In intermittent and lengthy flashbacks, we watch Nix and Pia, played by real-life exes Carlo Aquino and Angelica Panganiban, go through the first stages of a romantic relationship, only to break up somewhere between Stage 2 and Stage 3, when they realize that both of them are not yet over their exes.
The dialogue-heavy romantic-drama by director Dan Villegas churns out a tiresome Instagram-artsy, milliennially hip-looking film with a dull, middling plot that heavily relies on the presence and the personality of its lead stars.
Screenwriter Dwein Baltazar (known for indie gem Gusto Kita With All My Hypothalamus) tries her hand at a commercial film and provides nothing new. She simply joins the parade of angsty, anti-fairytale love stories that cater to the “cool and liberal” Pinoy millennials with their hip taste in furniture and their fondness for beer, pre-marital sex and living together.
What makes Exes Baggage slightly different from the “same old, same old” romantic-dramas that permeate the mainstream industry is perhaps the voice that Baltazar gives her characters. It’s a dialogue-heavy film that brims with sarcasm and irritating wisecracks, chiefly uttered by the stronger personality of the two, the female.
Pia is a loud, inebriated stockbroker and Nix is a shy, quiet furniture designer. Their meet-cute also transpires in a bar, with Pia making the first, bold move, and initiating a game of “witty” jests using Facebook profile pictures.
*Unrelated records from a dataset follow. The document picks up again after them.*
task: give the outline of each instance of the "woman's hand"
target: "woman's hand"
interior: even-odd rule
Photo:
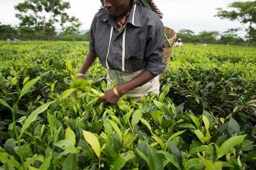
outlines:
[[[97,102],[96,102],[96,104],[104,101],[104,105],[105,106],[115,105],[116,104],[119,98],[115,95],[114,89],[111,89],[105,92],[105,95],[99,99]]]

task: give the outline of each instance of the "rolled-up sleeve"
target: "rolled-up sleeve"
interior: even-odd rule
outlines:
[[[150,32],[145,50],[146,68],[152,74],[157,75],[161,73],[166,66],[162,61],[164,45],[163,27],[155,28]]]
[[[95,52],[95,39],[94,34],[96,31],[96,17],[94,16],[92,24],[91,24],[91,28],[90,29],[90,42],[89,42],[89,49],[91,51]]]

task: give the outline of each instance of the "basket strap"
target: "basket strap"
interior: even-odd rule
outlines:
[[[141,2],[142,3],[143,5],[147,8],[149,8],[149,10],[151,10],[150,5],[148,4],[148,1],[147,0],[141,0]]]
[[[169,40],[168,39],[168,38],[167,37],[167,36],[165,34],[165,33],[164,33],[164,38],[165,39],[165,40],[167,41],[167,44],[168,44],[168,46],[169,46],[169,47],[171,47],[171,44],[170,44]]]
[[[146,7],[149,8],[150,10],[152,10],[151,8],[150,5],[148,4],[148,2],[147,0],[141,0],[143,5],[144,5]],[[164,38],[167,41],[167,44],[168,44],[168,46],[171,47],[171,44],[170,44],[169,40],[168,40],[168,38],[167,37],[165,33],[164,33]]]

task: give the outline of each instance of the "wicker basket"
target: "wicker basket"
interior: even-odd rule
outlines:
[[[168,28],[167,27],[164,27],[164,33],[165,33],[167,37],[168,38],[170,45],[171,47],[170,47],[166,41],[166,40],[164,41],[164,54],[163,55],[163,62],[167,65],[170,61],[170,57],[171,56],[171,53],[172,53],[172,47],[173,45],[173,43],[175,41],[175,39],[176,39],[176,32],[173,30],[172,29]],[[162,78],[165,72],[165,70],[166,67],[164,69],[163,71],[163,72],[160,75],[160,78]]]

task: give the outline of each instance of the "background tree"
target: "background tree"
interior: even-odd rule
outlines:
[[[67,26],[61,24],[63,32],[60,33],[60,36],[70,37],[73,41],[75,41],[79,33],[79,29],[82,26],[82,23],[78,19],[74,16],[69,19],[69,24]]]
[[[186,29],[179,30],[177,33],[177,38],[181,38],[182,41],[185,42],[194,42],[196,39],[195,32],[192,30]]]
[[[242,45],[244,43],[244,40],[239,37],[236,32],[241,28],[229,29],[222,32],[219,42],[222,44]]]
[[[239,21],[247,33],[248,46],[250,46],[256,37],[256,1],[236,2],[229,4],[228,7],[234,10],[228,11],[218,8],[219,12],[215,16],[231,21]],[[245,24],[249,24],[249,26],[246,28]]]
[[[62,0],[26,0],[14,7],[19,12],[15,16],[21,21],[20,27],[44,33],[49,40],[57,27],[69,21],[66,12],[70,7],[69,2]]]
[[[0,39],[13,39],[17,36],[17,31],[11,25],[2,25],[0,22]]]
[[[198,37],[202,43],[215,44],[217,37],[220,35],[218,31],[203,31],[199,33]]]

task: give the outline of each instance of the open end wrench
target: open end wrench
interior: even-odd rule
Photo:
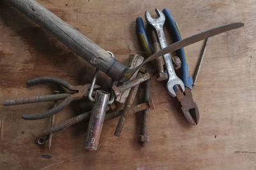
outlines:
[[[168,46],[163,30],[165,17],[163,12],[157,8],[156,9],[156,12],[159,16],[157,18],[154,19],[152,18],[148,11],[147,11],[145,13],[145,18],[146,18],[148,24],[152,25],[156,31],[158,40],[159,41],[161,48],[163,49]],[[166,88],[169,92],[169,94],[172,96],[175,97],[176,93],[173,90],[174,86],[179,85],[182,90],[182,92],[184,92],[184,85],[183,81],[176,75],[175,71],[174,70],[173,66],[172,64],[171,54],[170,53],[164,54],[164,59],[167,73],[169,76],[166,84]]]

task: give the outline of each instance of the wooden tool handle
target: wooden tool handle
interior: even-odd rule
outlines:
[[[118,80],[126,67],[80,32],[34,0],[6,1],[90,64]]]

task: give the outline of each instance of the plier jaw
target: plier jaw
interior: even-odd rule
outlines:
[[[191,124],[197,125],[200,118],[199,110],[193,99],[191,90],[185,87],[185,92],[183,93],[177,88],[176,97],[180,103],[181,109],[187,120]]]

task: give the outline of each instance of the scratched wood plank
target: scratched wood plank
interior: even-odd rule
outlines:
[[[103,127],[99,150],[83,149],[86,124],[81,122],[54,136],[49,152],[35,140],[49,118],[21,119],[53,103],[0,106],[1,169],[255,169],[256,3],[246,1],[38,0],[83,34],[127,62],[129,48],[141,51],[135,28],[138,16],[168,8],[183,37],[230,22],[237,30],[210,38],[193,96],[200,111],[197,127],[189,125],[177,101],[163,82],[151,81],[156,109],[150,111],[150,141],[141,148],[142,113],[131,115],[122,135],[113,136],[118,118]],[[26,81],[43,76],[74,85],[90,83],[94,68],[11,6],[0,2],[0,101],[61,90],[54,85],[28,87]],[[167,30],[166,30],[167,31]],[[167,33],[167,31],[166,31]],[[168,40],[171,42],[171,40]],[[196,67],[203,42],[188,46],[189,74]],[[110,85],[100,73],[97,83]],[[143,86],[136,103],[143,101]],[[90,110],[92,103],[74,102],[57,114],[56,122]]]

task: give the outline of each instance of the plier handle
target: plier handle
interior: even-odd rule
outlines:
[[[15,100],[8,100],[3,101],[4,106],[17,105],[28,104],[37,102],[45,102],[50,101],[63,100],[60,104],[50,109],[45,112],[22,115],[22,118],[25,120],[36,120],[49,117],[56,114],[67,106],[68,106],[72,101],[79,100],[87,97],[91,84],[86,84],[84,85],[73,86],[66,81],[54,77],[40,77],[27,82],[28,85],[33,85],[38,83],[52,83],[61,85],[70,91],[70,93],[60,94],[55,95],[41,96],[32,97],[29,98],[23,98]],[[95,85],[95,88],[99,88],[97,85]]]
[[[181,34],[179,31],[177,21],[174,20],[170,11],[165,8],[163,10],[166,18],[166,22],[173,36],[175,42],[181,41]],[[176,89],[176,96],[181,104],[181,108],[188,121],[193,125],[197,125],[199,122],[200,114],[196,103],[192,96],[193,79],[188,75],[188,66],[186,62],[185,50],[182,48],[177,50],[178,57],[181,60],[180,78],[185,85],[185,92],[182,93],[179,88]]]

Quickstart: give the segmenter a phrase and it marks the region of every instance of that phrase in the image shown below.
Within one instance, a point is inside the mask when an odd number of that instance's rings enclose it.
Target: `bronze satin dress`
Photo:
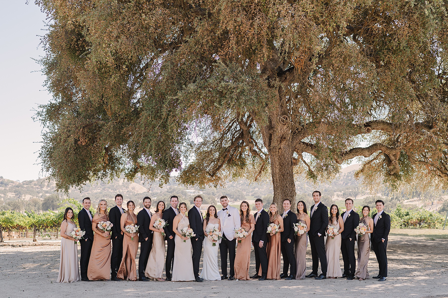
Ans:
[[[370,218],[369,217],[362,217],[359,222],[369,226],[367,220]],[[362,236],[358,235],[358,268],[355,274],[358,278],[366,279],[369,278],[367,265],[370,257],[370,238],[369,235],[370,234],[365,234]]]
[[[297,216],[298,217],[298,216]],[[306,224],[303,219],[297,219],[297,222]],[[296,257],[297,269],[296,279],[304,279],[305,271],[306,270],[306,246],[308,245],[308,238],[306,233],[302,236],[296,234],[296,241],[294,243],[294,255]]]
[[[92,222],[97,224],[100,221],[108,220],[109,217],[106,214],[100,215],[99,217],[97,219],[94,219]],[[91,281],[110,279],[112,247],[110,234],[109,237],[106,238],[101,233],[95,233],[87,270],[87,276],[89,279]]]
[[[273,221],[270,221],[269,223],[280,224],[276,218]],[[267,247],[266,247],[268,260],[267,275],[266,278],[267,279],[280,279],[280,265],[281,262],[281,240],[280,237],[280,232],[272,236],[267,234]],[[263,275],[261,266],[258,275],[260,276]]]
[[[125,221],[124,226],[132,224],[137,224],[137,217],[135,214],[131,214],[129,212],[124,214],[126,214],[126,221]],[[135,257],[137,256],[137,251],[138,250],[138,233],[135,234],[133,240],[131,240],[131,237],[125,234],[123,237],[123,259],[121,259],[121,264],[120,264],[120,268],[116,272],[116,277],[120,279],[137,280]]]
[[[252,214],[249,215],[249,222],[241,222],[241,227],[248,232],[250,230],[250,224],[255,224],[255,218]],[[238,241],[237,241],[238,243]],[[237,252],[235,255],[235,278],[242,281],[248,281],[249,278],[249,265],[250,265],[250,247],[251,240],[250,235],[238,243]]]

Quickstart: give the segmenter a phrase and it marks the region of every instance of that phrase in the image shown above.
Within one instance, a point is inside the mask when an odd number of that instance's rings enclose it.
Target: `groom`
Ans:
[[[356,259],[355,258],[355,241],[356,241],[356,233],[355,229],[359,224],[359,215],[353,209],[353,200],[345,199],[345,212],[341,214],[344,220],[344,230],[341,233],[341,241],[340,251],[342,253],[344,260],[344,273],[343,277],[352,281],[355,279],[355,268]]]
[[[218,217],[221,222],[221,231],[223,232],[223,238],[220,243],[220,252],[221,253],[221,272],[223,276],[221,279],[233,281],[235,279],[235,249],[237,240],[233,238],[235,228],[241,226],[241,220],[238,209],[228,205],[228,198],[227,196],[223,196],[220,199],[222,210],[218,212]],[[227,254],[228,253],[230,263],[230,275],[227,276]]]
[[[388,277],[388,236],[391,230],[391,217],[383,209],[384,202],[380,200],[375,202],[375,207],[378,212],[373,217],[373,232],[372,233],[372,246],[378,260],[379,272],[378,276],[373,278],[379,278],[379,281],[384,281]]]
[[[199,263],[201,260],[201,253],[202,252],[202,244],[204,241],[204,218],[199,208],[202,204],[202,197],[198,195],[193,199],[194,206],[188,211],[188,220],[190,227],[193,230],[196,236],[191,237],[191,247],[193,250],[192,256],[193,261],[193,273],[194,279],[198,282],[202,282],[204,280],[199,277]]]

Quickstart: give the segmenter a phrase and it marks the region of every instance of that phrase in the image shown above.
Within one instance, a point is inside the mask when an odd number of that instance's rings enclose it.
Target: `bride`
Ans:
[[[207,281],[220,281],[218,268],[218,247],[217,243],[213,246],[213,243],[207,237],[208,233],[214,229],[221,231],[221,223],[218,218],[216,209],[210,205],[207,209],[207,214],[204,221],[204,259],[202,272],[199,277]],[[219,241],[220,242],[221,240]]]

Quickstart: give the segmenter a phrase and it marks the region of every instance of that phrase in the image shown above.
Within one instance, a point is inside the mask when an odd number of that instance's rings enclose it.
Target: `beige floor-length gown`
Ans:
[[[103,214],[98,219],[94,219],[92,222],[97,224],[100,221],[108,220],[109,217]],[[112,247],[110,234],[106,238],[101,233],[95,233],[87,270],[89,279],[91,281],[110,279]]]
[[[297,219],[297,221],[306,224],[305,220]],[[306,233],[302,236],[296,234],[296,241],[294,243],[294,255],[296,257],[296,279],[304,279],[306,270],[306,246],[308,245],[307,235]]]
[[[74,224],[67,222],[65,234],[71,237],[70,233],[76,227]],[[62,238],[60,240],[60,263],[57,282],[73,282],[79,279],[78,244],[73,240]]]
[[[249,212],[249,210],[247,211]],[[241,223],[241,227],[248,232],[250,230],[250,224],[255,224],[255,218],[252,214],[249,215],[249,222]],[[238,243],[238,241],[237,241]],[[250,235],[248,235],[237,243],[237,252],[235,255],[233,268],[235,270],[235,278],[242,281],[248,281],[249,277],[249,266],[250,265],[250,247],[251,245]]]
[[[338,229],[340,228],[339,221],[336,225],[331,222],[329,222],[329,224]],[[342,239],[340,234],[335,236],[334,239],[332,239],[329,236],[327,237],[325,253],[327,255],[327,277],[342,277],[342,271],[340,269],[340,263],[339,262]]]
[[[368,216],[362,217],[359,222],[369,226],[369,218]],[[370,256],[370,238],[369,236],[370,234],[358,235],[358,268],[355,274],[358,278],[366,279],[369,278],[367,265]]]
[[[160,232],[154,232],[152,249],[149,253],[145,276],[149,278],[162,278],[165,266],[165,236]]]
[[[131,214],[129,212],[126,213],[126,214],[125,227],[132,224],[137,224],[137,217],[135,214]],[[123,238],[123,258],[121,259],[121,264],[120,264],[120,268],[116,272],[117,277],[120,279],[129,281],[137,280],[135,257],[137,256],[138,250],[138,234],[134,237],[133,240],[132,237],[125,234]]]
[[[182,218],[177,225],[177,231],[181,230],[190,224],[186,215],[182,215]],[[191,258],[191,239],[187,239],[185,242],[182,238],[177,235],[174,237],[174,264],[172,268],[173,281],[194,281],[194,273],[193,272],[193,261]]]

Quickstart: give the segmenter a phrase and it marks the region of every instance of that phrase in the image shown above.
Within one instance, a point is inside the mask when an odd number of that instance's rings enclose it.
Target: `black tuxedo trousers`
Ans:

The problem with the narrative is that their excess baggage is vaguely established, and is never a consistent threat to the relationship. It just explodes one day, upon Pia’s unexpected encounter with her ex while shopping.
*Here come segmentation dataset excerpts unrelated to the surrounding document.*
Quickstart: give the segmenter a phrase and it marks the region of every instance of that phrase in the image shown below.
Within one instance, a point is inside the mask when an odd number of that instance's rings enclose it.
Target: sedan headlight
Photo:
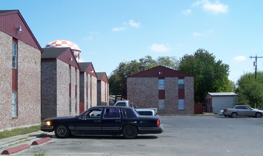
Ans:
[[[51,126],[51,121],[44,121],[44,126]]]

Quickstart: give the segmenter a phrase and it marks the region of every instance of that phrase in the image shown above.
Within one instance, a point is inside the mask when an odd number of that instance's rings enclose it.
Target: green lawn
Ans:
[[[11,130],[4,130],[3,132],[0,132],[0,139],[36,132],[40,130],[40,126],[41,125],[34,126],[28,128],[16,128]]]

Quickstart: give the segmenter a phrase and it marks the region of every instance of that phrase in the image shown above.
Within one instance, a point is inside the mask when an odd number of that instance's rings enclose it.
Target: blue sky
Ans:
[[[1,0],[18,9],[41,47],[67,40],[83,62],[109,76],[121,62],[192,55],[198,48],[230,65],[229,79],[254,72],[263,55],[263,1]],[[258,71],[263,59],[257,60]]]

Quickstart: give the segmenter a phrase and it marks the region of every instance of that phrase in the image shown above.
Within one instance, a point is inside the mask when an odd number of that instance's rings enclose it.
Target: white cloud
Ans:
[[[194,36],[201,36],[201,35],[208,35],[208,33],[211,33],[214,32],[214,30],[206,30],[206,32],[204,33],[198,33],[198,32],[194,32],[193,33],[193,35]]]
[[[194,33],[193,33],[193,35],[194,35],[194,36],[204,35],[204,33],[201,33],[194,32]]]
[[[129,21],[129,25],[131,27],[135,27],[135,28],[139,28],[140,26],[140,23],[138,22],[135,22],[133,20],[130,20]]]
[[[227,4],[216,1],[214,3],[208,0],[198,0],[193,4],[192,6],[201,6],[203,9],[213,13],[225,13],[229,11],[229,6]]]
[[[118,31],[123,31],[125,30],[127,28],[126,27],[116,27],[112,29],[112,31],[114,32],[118,32]]]
[[[168,45],[153,43],[150,45],[150,49],[153,52],[165,52],[170,51],[170,48]]]
[[[237,57],[235,57],[234,58],[233,58],[233,60],[237,62],[243,62],[246,60],[246,57],[245,56],[237,56]]]
[[[183,14],[189,15],[189,14],[191,14],[191,12],[192,12],[191,9],[186,9],[186,10],[183,11]]]

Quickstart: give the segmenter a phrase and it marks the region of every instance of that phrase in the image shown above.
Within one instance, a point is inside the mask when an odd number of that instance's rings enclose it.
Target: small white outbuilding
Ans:
[[[205,96],[204,111],[218,113],[225,108],[231,108],[237,101],[237,94],[234,92],[208,92]]]

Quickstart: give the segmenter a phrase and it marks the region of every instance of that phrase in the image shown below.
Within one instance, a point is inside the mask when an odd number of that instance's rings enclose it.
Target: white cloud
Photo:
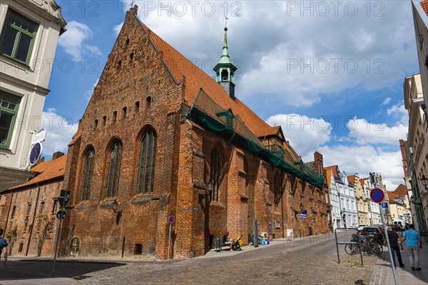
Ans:
[[[356,143],[362,144],[387,144],[397,146],[398,141],[406,137],[407,126],[398,124],[388,126],[384,123],[384,118],[375,116],[367,121],[365,119],[353,119],[347,122],[347,128],[350,130],[349,136],[356,139]]]
[[[399,184],[404,182],[399,151],[384,151],[379,148],[368,145],[338,145],[322,146],[318,151],[322,154],[325,166],[338,165],[348,175],[357,173],[362,178],[369,172],[380,174],[389,191],[395,190]],[[313,154],[307,156],[313,159]]]
[[[68,116],[62,116],[53,108],[41,114],[41,128],[46,130],[46,139],[43,142],[43,156],[51,156],[56,151],[66,153],[68,144],[77,131],[78,122]]]
[[[295,114],[280,114],[268,119],[271,126],[280,125],[286,140],[297,154],[315,152],[331,139],[332,125],[323,119]]]
[[[406,110],[404,102],[402,101],[389,108],[387,110],[387,114],[388,116],[398,118],[399,121],[403,124],[409,124],[409,112]]]
[[[369,172],[379,173],[384,177],[387,189],[395,190],[404,182],[401,152],[398,149],[398,140],[404,137],[399,136],[404,126],[400,124],[388,126],[383,124],[378,126],[384,128],[382,132],[367,131],[367,127],[370,129],[376,126],[365,119],[354,120],[358,127],[350,131],[347,137],[332,136],[332,131],[339,123],[329,121],[328,118],[277,114],[270,116],[267,122],[272,126],[281,126],[285,139],[290,140],[292,147],[304,161],[312,161],[313,154],[317,151],[323,155],[325,166],[338,165],[348,174],[358,173],[362,178]],[[333,141],[339,144],[332,145]],[[379,142],[396,146],[398,150],[385,151],[374,145]]]
[[[93,37],[91,29],[83,23],[71,21],[66,26],[67,31],[60,38],[58,44],[70,54],[74,61],[82,59],[83,55],[101,56],[101,51],[96,46],[85,42]]]
[[[389,104],[391,102],[391,100],[392,100],[391,99],[391,97],[385,98],[385,99],[384,100],[384,101],[382,102],[382,104],[380,104],[380,106],[386,106],[386,105]]]

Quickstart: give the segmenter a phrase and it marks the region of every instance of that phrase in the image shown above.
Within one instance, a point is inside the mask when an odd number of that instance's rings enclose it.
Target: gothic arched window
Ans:
[[[140,144],[137,193],[153,192],[155,180],[157,137],[153,129],[148,129],[143,135]]]
[[[111,197],[118,194],[119,186],[119,171],[121,170],[121,159],[122,157],[122,143],[116,139],[110,146],[107,162],[107,175],[106,181],[106,194]]]
[[[82,172],[82,184],[81,201],[88,200],[91,192],[91,181],[92,181],[92,173],[93,172],[93,160],[95,156],[95,150],[93,147],[90,146],[85,154],[85,161],[83,163],[83,170]]]
[[[273,179],[274,204],[277,207],[281,200],[281,181],[279,172],[275,173]]]
[[[212,201],[218,201],[220,186],[221,157],[218,146],[215,146],[211,152],[211,182],[213,182]]]

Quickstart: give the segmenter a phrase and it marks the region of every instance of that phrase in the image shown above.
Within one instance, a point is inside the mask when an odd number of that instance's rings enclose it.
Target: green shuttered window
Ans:
[[[21,98],[0,91],[0,147],[11,143]]]
[[[0,54],[29,64],[38,24],[9,9],[0,38]]]

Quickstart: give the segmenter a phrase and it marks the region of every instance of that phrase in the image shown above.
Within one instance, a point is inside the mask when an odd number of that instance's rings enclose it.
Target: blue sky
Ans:
[[[58,41],[44,114],[68,124],[49,128],[47,157],[66,151],[131,1],[57,3],[68,31]],[[348,174],[381,173],[388,190],[404,182],[402,84],[419,72],[409,1],[136,4],[146,24],[211,75],[227,14],[237,97],[280,124],[304,161],[318,151],[325,166]]]

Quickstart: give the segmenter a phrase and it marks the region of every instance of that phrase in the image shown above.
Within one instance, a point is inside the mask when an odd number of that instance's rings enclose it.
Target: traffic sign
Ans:
[[[29,157],[29,163],[31,165],[34,165],[40,159],[40,156],[41,155],[41,144],[38,142],[36,143],[31,146],[31,151],[30,151],[30,157]]]
[[[60,210],[56,212],[56,219],[58,220],[62,220],[66,217],[66,211],[63,210]]]
[[[388,209],[388,203],[382,203],[382,207],[384,209]]]
[[[379,188],[374,188],[370,191],[370,198],[374,203],[381,203],[385,198],[385,194]]]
Nix’s ex, named after screenwriter Dwein (with a lengthy self-indulgent commentary of the gender behind the name), is mentioned here and there, but feels too weak to be threatening.
The movie suffers from an excessive baggage of one-liners and sarcastic jests and pretty images of its stars that it neglects the more important aspect: a deep examination of the nature of rebound, heartbreak and rekindling.
Only enjoyable to fans of Carlo Aquino and Angelica Panganiban, and to those who find cockiness cute and endearing.
2 out of 5 stars
The opening of Sony’s Venom is a foreshadowing of the suffering to come. Its hurried, obligatory and perfectly uninspired prelude already establishes the feel of the entire movie.
Twenty minutes into the film, I was already feeling a strong urge to walk out. It did not help that SM Megamall’s IMAX was trying to freeze me to death. I do not know if a freezing temperature is crucial in operating an IMAX theater.
Spider-Man spin-off Venom stars Tom Hardy as our hero Eddie Brock, a kind of a dumb, reckless reporter for a mainstream investigative show. He is an unkempt, fast-talker devoid of any interesting or lovable traits.
When a black glutinous alien called a “symbiote” possesses Eddie and becomes his alter-ego, Eddie’s personality does not improve. He just transforms into a hyper eating-machine.
You cannot feel director Ruben Fleischer’s enthusiasm for this project. The entire movie feels like a lengthy trailer, with quick cuts and impatient transitions, preventing the scenes from sinking in or making an emotional impact.
Cinematographer Matthew Libatique, best known for lensing artsy art-house films such as Darren Aronofsky’s Mother!, continues to enjoy his style of severe close-ups and this time complements his cinematography with unnecessary tipsy and lopsided angles, as if these constant, restless movements will inject life into the insipid Brock/Venom.
Along with the hyper, seizure-like treatment to a thin script, the characters are forced to be funny. It is extremely painful watching the otherwise amazing actors such as Hardy and Michelle Williams resort to juvenile gags — arranging their facial muscles and playing with their voices to look and sound funny, as if they were entertaining six-year-old kids.
The climax is quick and uneventful—just a chaos of fire, ear-splitting sound frequency, and lots of blurry images. The plot also unravels with lazy and convenient details, with Williams always inexplicably popping up during the most opportune times.
Venom could have been a fun, entertaining and riotous ride due to the idea of an extra-terrestrial “parasite” walking the earth with Hardy as its host. But with its implausible premises, futile gags and complete disregard for visual coherency, it feels lost, tired and uninspired.
1 out of 5 stars
Exes Baggage and Venom are currently playing in cinemas.